Relations with Britain and Europe in the 2000s
In the 2000s the European Union (EU) was an important ally for New Zealand, and was its third-largest export market, taking 16% of exports. New Zealand’s strongest links were with the western EU countries, particularly Britain, Germany and France.
Migration and culture
When the Treaty of Waitangi was signed in 1840, New Zealand became a British colony. Most European migrants to New Zealand were British, and British culture became dominant. Travel to Britain was common, even when it involved a long sea voyage. Many New Zealanders saw Britain as ‘home’, although this changed in the later 20th century when Britain became a less important trading partner and a stronger New Zealand identity developed.
Settlers from other European countries, including France, Germany and Dalmatia (Croatia), also arrived in New Zealand in the late 19th century. Italian, Greek, Scandinavian and Dutch migrants arrived after the Second World War, as did Germans from the later 20th century.
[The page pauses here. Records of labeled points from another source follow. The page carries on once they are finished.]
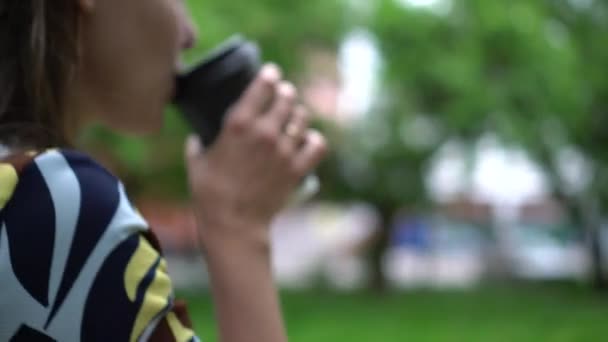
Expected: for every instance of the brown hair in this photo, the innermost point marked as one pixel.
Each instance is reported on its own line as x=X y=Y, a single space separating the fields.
x=37 y=54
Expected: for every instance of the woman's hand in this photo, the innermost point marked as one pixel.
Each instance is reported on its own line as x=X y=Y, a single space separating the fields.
x=263 y=152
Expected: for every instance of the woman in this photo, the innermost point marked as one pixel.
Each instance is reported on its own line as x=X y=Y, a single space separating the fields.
x=77 y=262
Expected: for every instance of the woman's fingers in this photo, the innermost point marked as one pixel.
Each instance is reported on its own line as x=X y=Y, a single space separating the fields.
x=281 y=108
x=260 y=93
x=310 y=154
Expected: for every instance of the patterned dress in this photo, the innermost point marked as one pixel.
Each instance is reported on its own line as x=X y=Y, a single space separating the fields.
x=77 y=261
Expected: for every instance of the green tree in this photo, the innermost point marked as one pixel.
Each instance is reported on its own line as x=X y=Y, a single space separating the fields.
x=531 y=71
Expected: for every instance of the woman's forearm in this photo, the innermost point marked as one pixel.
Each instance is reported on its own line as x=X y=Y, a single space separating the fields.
x=246 y=300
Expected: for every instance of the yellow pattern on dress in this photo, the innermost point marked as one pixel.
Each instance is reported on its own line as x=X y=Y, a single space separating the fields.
x=8 y=183
x=158 y=292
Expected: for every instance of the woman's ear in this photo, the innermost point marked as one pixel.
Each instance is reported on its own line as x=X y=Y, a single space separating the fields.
x=86 y=6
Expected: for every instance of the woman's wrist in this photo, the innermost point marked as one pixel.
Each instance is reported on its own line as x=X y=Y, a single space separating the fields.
x=226 y=234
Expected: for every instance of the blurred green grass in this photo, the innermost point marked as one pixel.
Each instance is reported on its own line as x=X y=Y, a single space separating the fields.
x=488 y=315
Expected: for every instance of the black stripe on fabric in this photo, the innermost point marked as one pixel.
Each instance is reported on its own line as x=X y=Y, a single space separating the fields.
x=27 y=334
x=100 y=198
x=109 y=315
x=30 y=225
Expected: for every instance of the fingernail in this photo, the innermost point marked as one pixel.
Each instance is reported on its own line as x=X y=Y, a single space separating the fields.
x=193 y=145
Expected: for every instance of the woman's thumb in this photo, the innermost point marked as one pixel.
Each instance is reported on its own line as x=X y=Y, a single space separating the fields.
x=193 y=148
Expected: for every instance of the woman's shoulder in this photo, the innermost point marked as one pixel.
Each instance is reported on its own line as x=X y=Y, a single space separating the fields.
x=57 y=182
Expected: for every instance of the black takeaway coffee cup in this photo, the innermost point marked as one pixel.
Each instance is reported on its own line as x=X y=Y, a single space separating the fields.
x=205 y=92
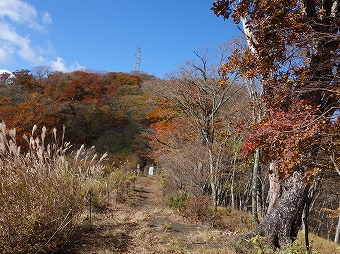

However, government policy favoured British immigrants until 1975.
After refrigerated shipping was developed in the 1880s, New Zealand exported meat and dairy products, mostly to Britain. The ships that carried New Zealand exports returned bringing British manufactured goods.
After the Second World War New Zealand began to trade with more countries. Britain joined the European Economic Community (later European Union) in 1973, forcing New Zealand to find new trading partners. In the 2000s the EU was an important export market for New Zealand meat.
New Zealand has had official diplomatic contact with the European Economic Community since 1961. In the 2000s in Wellington there were embassies of eight EU member countries and the EU Delegation.
The European Union and New Zealand cooperated on issues such as the environment, science, education, and promoting development and human rights in the Pacific. New Zealand’s policies on these were often similar to those of European countries.